We can classify different computer knowledge representation methods in the following categories:
* **Network representations** are based on the fact that we have a network of interrelated concepts inside our head. We can try to reproduce the same networks as a graph inside a computer - so-called **semantic network**.
- Semantic Networks
- Conceptual Graphs
- Object-Attribute-Value triplets or attribute-value pairs. Since a graph can be represented inside a computer as a list of nodes and edges, we can represent a semantic network by a list of triplets, containing object - attribute - values. For example, we can have the following triplets about programming languages:
Object | Attribute | Value
-------|-----------|------
Python | is | Untyped-Language
Python | invented-by | Guido van Rossum
Python | block-syntax | indentation
Untyped-Language | doesn't have | type definitions
* **Hierarchical representations** emphasize the fact that we have a hierarchy of objects inside our head. For example, we know that canary is a bird, and all birds have wings. We also have some idea about what colour canary usually is, and what is the speed of flight.

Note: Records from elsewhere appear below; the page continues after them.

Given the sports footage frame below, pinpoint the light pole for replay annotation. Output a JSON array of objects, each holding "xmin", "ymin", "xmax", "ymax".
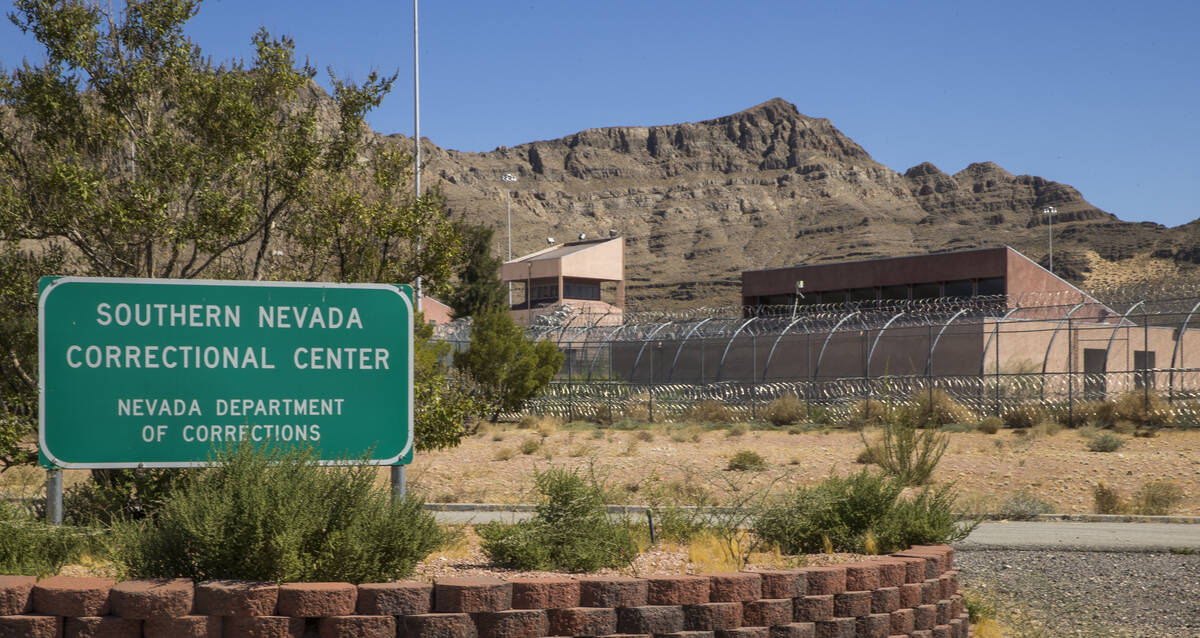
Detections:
[
  {"xmin": 500, "ymin": 173, "xmax": 517, "ymax": 308},
  {"xmin": 1042, "ymin": 206, "xmax": 1058, "ymax": 275}
]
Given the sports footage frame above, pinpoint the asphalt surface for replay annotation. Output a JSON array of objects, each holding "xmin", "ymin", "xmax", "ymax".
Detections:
[{"xmin": 433, "ymin": 506, "xmax": 1200, "ymax": 552}]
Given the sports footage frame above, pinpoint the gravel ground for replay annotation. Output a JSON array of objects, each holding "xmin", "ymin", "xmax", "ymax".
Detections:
[{"xmin": 954, "ymin": 550, "xmax": 1200, "ymax": 638}]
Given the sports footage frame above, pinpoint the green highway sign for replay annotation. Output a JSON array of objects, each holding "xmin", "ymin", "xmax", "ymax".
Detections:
[{"xmin": 38, "ymin": 277, "xmax": 414, "ymax": 468}]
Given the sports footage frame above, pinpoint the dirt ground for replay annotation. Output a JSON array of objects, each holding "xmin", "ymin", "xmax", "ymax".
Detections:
[{"xmin": 408, "ymin": 423, "xmax": 1200, "ymax": 516}]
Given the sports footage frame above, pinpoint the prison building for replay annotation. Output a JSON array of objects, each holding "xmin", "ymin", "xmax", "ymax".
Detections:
[
  {"xmin": 742, "ymin": 246, "xmax": 1094, "ymax": 315},
  {"xmin": 583, "ymin": 247, "xmax": 1200, "ymax": 397},
  {"xmin": 500, "ymin": 237, "xmax": 625, "ymax": 326}
]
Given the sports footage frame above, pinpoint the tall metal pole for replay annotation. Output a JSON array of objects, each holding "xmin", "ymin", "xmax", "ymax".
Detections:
[
  {"xmin": 413, "ymin": 0, "xmax": 421, "ymax": 197},
  {"xmin": 391, "ymin": 0, "xmax": 421, "ymax": 499},
  {"xmin": 1042, "ymin": 206, "xmax": 1058, "ymax": 275},
  {"xmin": 46, "ymin": 468, "xmax": 62, "ymax": 525}
]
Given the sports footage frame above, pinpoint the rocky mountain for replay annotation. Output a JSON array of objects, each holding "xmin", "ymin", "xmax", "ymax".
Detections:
[{"xmin": 390, "ymin": 98, "xmax": 1200, "ymax": 309}]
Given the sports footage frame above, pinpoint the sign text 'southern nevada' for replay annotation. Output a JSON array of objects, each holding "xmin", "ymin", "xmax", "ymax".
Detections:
[{"xmin": 38, "ymin": 277, "xmax": 413, "ymax": 468}]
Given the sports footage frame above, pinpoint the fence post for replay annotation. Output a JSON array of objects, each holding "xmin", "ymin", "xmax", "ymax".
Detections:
[
  {"xmin": 1141, "ymin": 306, "xmax": 1158, "ymax": 422},
  {"xmin": 992, "ymin": 320, "xmax": 1000, "ymax": 417}
]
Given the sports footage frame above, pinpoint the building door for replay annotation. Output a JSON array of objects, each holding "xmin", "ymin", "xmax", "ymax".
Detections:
[{"xmin": 1084, "ymin": 348, "xmax": 1109, "ymax": 401}]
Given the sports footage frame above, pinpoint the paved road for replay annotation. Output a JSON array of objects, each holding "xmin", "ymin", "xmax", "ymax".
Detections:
[
  {"xmin": 434, "ymin": 511, "xmax": 1200, "ymax": 552},
  {"xmin": 955, "ymin": 520, "xmax": 1200, "ymax": 552}
]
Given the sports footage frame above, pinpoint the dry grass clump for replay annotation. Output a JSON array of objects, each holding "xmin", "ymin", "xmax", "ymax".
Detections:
[
  {"xmin": 850, "ymin": 396, "xmax": 897, "ymax": 427},
  {"xmin": 976, "ymin": 416, "xmax": 1004, "ymax": 434},
  {"xmin": 762, "ymin": 395, "xmax": 808, "ymax": 427},
  {"xmin": 684, "ymin": 399, "xmax": 737, "ymax": 423},
  {"xmin": 912, "ymin": 387, "xmax": 978, "ymax": 426},
  {"xmin": 1003, "ymin": 403, "xmax": 1046, "ymax": 428}
]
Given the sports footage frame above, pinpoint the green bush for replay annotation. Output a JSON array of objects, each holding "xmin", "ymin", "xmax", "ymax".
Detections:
[
  {"xmin": 475, "ymin": 469, "xmax": 637, "ymax": 572},
  {"xmin": 1112, "ymin": 390, "xmax": 1174, "ymax": 427},
  {"xmin": 684, "ymin": 399, "xmax": 737, "ymax": 423},
  {"xmin": 1087, "ymin": 432, "xmax": 1124, "ymax": 452},
  {"xmin": 1003, "ymin": 403, "xmax": 1046, "ymax": 428},
  {"xmin": 62, "ymin": 469, "xmax": 184, "ymax": 526},
  {"xmin": 762, "ymin": 395, "xmax": 805, "ymax": 426},
  {"xmin": 1133, "ymin": 480, "xmax": 1183, "ymax": 516},
  {"xmin": 752, "ymin": 470, "xmax": 973, "ymax": 553},
  {"xmin": 996, "ymin": 489, "xmax": 1054, "ymax": 520},
  {"xmin": 976, "ymin": 416, "xmax": 1004, "ymax": 434},
  {"xmin": 725, "ymin": 450, "xmax": 767, "ymax": 471},
  {"xmin": 863, "ymin": 415, "xmax": 950, "ymax": 486},
  {"xmin": 0, "ymin": 501, "xmax": 103, "ymax": 576},
  {"xmin": 912, "ymin": 387, "xmax": 976, "ymax": 426},
  {"xmin": 114, "ymin": 444, "xmax": 446, "ymax": 583}
]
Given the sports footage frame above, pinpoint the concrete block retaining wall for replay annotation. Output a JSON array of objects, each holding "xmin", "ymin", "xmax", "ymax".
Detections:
[{"xmin": 0, "ymin": 546, "xmax": 968, "ymax": 638}]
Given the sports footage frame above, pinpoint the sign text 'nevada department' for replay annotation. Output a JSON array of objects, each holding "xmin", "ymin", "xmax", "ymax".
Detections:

- Frame representation is based on representing each object or class of objects as a **frame**, which contains **slots** that have possible default values, value restrictions, or stored procedures that can be called to obtain the value of a slot. All frames form a hierarchy, pretty much like an object hierarchy in object-oriented programming languages.

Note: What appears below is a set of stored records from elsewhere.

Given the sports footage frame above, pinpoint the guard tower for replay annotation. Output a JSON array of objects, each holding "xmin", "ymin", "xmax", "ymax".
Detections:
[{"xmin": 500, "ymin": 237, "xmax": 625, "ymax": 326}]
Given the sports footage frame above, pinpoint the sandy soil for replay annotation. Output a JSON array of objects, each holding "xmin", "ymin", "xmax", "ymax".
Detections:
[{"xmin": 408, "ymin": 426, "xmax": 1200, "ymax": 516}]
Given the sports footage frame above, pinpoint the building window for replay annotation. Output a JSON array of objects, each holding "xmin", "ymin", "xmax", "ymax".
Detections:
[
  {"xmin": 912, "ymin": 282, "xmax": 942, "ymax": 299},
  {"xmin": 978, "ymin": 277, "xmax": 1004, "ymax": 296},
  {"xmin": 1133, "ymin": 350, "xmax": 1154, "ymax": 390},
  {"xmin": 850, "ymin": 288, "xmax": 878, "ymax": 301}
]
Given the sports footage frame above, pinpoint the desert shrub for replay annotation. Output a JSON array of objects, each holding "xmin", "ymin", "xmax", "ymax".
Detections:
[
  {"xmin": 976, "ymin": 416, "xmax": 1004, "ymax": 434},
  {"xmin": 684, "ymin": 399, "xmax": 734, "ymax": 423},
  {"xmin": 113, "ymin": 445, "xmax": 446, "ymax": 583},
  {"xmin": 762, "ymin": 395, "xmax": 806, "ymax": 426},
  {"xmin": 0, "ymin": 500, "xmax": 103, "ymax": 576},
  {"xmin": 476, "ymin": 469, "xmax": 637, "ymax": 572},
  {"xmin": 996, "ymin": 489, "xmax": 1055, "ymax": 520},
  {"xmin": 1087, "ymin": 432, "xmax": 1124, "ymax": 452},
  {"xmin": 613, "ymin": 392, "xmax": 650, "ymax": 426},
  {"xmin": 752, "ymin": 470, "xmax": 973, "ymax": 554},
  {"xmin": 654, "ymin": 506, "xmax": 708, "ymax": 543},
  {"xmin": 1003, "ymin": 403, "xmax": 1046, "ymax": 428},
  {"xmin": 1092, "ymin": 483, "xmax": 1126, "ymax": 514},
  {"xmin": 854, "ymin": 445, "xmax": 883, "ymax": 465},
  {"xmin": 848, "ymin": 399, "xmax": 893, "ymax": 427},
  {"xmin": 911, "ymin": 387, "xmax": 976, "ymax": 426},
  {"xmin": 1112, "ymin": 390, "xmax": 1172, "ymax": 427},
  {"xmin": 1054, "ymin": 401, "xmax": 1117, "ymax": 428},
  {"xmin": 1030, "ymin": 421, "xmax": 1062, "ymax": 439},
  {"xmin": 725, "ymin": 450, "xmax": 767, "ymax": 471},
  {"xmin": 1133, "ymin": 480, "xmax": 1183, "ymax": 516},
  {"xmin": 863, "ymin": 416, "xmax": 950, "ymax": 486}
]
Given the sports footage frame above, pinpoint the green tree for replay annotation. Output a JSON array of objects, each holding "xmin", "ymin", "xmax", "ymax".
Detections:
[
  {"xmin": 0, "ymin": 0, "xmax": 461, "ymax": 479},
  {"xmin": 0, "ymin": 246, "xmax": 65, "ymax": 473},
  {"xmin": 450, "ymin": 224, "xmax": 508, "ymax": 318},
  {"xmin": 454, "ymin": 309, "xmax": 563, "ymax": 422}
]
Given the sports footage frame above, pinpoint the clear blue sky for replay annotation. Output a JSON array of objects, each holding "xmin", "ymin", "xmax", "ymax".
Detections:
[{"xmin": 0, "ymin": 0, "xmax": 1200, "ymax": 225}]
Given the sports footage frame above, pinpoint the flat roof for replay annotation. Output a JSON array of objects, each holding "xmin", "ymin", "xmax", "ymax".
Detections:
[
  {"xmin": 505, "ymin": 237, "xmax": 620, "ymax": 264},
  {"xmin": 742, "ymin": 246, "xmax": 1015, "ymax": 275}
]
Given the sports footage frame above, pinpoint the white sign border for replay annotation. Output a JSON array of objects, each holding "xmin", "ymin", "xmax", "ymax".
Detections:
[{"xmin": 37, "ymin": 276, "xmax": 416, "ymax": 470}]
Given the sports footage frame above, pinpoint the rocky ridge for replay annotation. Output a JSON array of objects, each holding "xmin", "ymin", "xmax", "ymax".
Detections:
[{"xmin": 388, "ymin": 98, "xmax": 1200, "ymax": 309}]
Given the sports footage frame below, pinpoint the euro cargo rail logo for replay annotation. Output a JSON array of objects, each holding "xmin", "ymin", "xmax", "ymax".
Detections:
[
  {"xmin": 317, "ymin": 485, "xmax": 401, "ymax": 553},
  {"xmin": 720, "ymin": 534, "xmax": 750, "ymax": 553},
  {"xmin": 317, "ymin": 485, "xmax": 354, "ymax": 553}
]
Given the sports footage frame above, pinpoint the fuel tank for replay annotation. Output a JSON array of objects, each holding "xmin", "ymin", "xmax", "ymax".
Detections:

- Scenarios are special kind of frames that represent complex situations that can unfold in time.
**Python**
Slot | Value | Default value | Interval |
-----|-------|---------------|----------|
Name | Python | | |
Is-A | Untyped-Language | | |
Variable Case | | CamelCase | |
Program Length | | | 5-5000 lines |
Block Syntax | Indent | | |
* **Procedural representations** are based on representing knowledge by a list of actions that can be executed when certain condition occurs.
- Production rules are if-then statements that allow us to draw conclusions. For example, we can have a rule saying **IF** a patient has high fever **OR** high level of C-reactive protein in blood test **THEN** he has an inflammation going on. Once we encounter one of the conditions, we can make a conclusion about inflammation, and then use it in further reasoning.

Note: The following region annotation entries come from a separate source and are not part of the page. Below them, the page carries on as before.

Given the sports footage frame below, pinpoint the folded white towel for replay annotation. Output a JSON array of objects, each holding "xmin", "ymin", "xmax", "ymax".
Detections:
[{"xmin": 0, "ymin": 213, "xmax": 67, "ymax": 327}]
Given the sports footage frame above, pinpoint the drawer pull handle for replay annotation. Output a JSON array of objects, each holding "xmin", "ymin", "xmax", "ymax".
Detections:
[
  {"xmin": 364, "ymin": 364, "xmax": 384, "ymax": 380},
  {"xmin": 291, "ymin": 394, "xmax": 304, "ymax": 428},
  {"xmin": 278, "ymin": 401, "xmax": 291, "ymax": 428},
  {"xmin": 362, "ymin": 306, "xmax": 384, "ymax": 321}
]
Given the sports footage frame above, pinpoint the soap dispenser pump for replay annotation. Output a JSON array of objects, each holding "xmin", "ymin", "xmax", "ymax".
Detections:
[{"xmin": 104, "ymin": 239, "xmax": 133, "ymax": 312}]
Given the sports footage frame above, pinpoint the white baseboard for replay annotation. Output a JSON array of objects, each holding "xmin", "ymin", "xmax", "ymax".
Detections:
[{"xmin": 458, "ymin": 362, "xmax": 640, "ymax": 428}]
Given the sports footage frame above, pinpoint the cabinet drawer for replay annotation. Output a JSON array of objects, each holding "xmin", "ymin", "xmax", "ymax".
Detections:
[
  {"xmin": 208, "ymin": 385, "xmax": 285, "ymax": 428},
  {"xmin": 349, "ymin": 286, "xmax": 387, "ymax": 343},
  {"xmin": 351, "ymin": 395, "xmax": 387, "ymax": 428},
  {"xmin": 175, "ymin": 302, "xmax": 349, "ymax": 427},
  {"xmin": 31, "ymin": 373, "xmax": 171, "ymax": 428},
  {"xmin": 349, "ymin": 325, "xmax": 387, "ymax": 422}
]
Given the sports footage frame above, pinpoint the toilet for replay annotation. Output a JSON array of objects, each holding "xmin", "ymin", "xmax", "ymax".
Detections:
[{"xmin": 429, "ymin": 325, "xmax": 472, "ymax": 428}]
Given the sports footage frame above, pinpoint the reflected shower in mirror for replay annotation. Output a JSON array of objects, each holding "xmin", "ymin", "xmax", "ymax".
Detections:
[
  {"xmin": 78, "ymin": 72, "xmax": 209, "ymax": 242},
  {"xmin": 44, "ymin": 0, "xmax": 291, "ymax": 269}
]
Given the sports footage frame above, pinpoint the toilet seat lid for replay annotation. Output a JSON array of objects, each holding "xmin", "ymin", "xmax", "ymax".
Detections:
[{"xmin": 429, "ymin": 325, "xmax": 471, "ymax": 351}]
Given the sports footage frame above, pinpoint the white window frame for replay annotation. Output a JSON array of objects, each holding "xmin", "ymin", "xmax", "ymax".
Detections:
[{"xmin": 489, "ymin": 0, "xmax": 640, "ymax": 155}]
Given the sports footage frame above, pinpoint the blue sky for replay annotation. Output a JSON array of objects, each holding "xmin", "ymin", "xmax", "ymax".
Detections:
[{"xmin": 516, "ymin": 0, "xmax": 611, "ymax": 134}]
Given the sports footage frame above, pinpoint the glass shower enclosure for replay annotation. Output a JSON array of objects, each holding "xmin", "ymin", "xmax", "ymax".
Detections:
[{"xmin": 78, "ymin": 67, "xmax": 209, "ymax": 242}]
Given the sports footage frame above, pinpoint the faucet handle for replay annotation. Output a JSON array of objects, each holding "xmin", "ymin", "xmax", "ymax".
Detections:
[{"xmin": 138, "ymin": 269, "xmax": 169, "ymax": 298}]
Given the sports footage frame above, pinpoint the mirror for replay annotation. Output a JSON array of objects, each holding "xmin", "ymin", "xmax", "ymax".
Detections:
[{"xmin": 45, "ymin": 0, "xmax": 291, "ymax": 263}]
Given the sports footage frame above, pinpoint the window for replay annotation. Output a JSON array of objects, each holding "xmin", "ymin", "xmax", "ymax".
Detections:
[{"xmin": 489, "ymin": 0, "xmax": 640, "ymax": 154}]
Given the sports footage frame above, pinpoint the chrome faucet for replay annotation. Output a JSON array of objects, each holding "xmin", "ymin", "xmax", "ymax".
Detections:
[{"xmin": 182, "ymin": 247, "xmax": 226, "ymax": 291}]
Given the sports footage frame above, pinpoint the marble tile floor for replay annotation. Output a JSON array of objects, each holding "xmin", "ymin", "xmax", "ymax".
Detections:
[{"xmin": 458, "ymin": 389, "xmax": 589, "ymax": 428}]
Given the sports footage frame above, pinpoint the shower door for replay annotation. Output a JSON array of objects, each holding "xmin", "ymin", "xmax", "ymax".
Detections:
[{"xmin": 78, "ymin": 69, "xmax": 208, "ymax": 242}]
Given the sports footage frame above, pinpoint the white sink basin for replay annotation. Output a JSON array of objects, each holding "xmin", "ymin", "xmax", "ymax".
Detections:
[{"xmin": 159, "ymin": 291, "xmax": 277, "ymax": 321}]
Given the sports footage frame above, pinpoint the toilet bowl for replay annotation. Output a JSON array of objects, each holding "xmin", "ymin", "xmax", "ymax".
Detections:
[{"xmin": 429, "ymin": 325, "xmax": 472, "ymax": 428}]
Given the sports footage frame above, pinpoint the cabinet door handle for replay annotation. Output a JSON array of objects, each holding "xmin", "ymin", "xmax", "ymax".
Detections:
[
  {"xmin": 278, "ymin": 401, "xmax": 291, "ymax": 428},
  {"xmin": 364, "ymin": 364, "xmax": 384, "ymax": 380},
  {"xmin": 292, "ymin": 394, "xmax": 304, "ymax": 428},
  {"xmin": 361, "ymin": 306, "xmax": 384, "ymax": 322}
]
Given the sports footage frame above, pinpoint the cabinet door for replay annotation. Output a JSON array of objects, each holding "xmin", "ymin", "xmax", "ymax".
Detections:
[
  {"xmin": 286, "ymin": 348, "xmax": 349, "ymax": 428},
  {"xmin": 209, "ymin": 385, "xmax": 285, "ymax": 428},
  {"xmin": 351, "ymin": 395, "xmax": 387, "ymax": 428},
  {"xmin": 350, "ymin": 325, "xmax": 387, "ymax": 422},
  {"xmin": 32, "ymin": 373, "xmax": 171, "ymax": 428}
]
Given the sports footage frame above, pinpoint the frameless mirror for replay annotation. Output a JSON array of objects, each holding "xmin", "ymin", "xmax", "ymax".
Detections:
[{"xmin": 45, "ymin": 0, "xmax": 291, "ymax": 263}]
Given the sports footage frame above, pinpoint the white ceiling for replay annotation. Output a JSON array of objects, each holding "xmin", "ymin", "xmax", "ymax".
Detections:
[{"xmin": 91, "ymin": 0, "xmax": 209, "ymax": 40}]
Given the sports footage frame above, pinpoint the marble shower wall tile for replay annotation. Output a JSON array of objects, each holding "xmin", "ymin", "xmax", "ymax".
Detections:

- Algorithms can be considered another form of procedural representation, although they are almost never used directly in knowledge-based systems.
* **Logic** has been originally proposed by Aristotle to represent universal human knowledge
- Predicate Logic as a mathematical theory is too rich to be computable, therefore some subset of it is normally used, such as Horn clauses used in Prolog.
- Descriptive Logics is a family of logical systems used to represent and reason about hierarchies of objects distributed knowledge representations such as *semantic web*.
## Expert Systems
One of the early successes of symbolic AI were so-called **expert systems** - computer systems that were designed to act as an expert is some limited problem domain. There were based on a **knowledgebase** extracted from one or more human experts, and they contained **inference engine** that performed some reasoning on top of it.
 | 
---------------------------------------------|------------------------------------------------
Simplified structure of a human neural system | Architecture of a knowledge-based system
Expert systems are built similarly to a human being reasoning system, which contains **short-term memory** and **long-term memory**. Similarly, in knowledge-based systems we distinguish the following components:
* **Problem memory** contains the knowledge about the problem being currently solved, i.e. a temperature/pressure of a patient, whether he has inflammation or not, etc. This knowledge is also called **static knowledge**, because it contains a snapshot of what we currently know about the problem - so-called *problem state*.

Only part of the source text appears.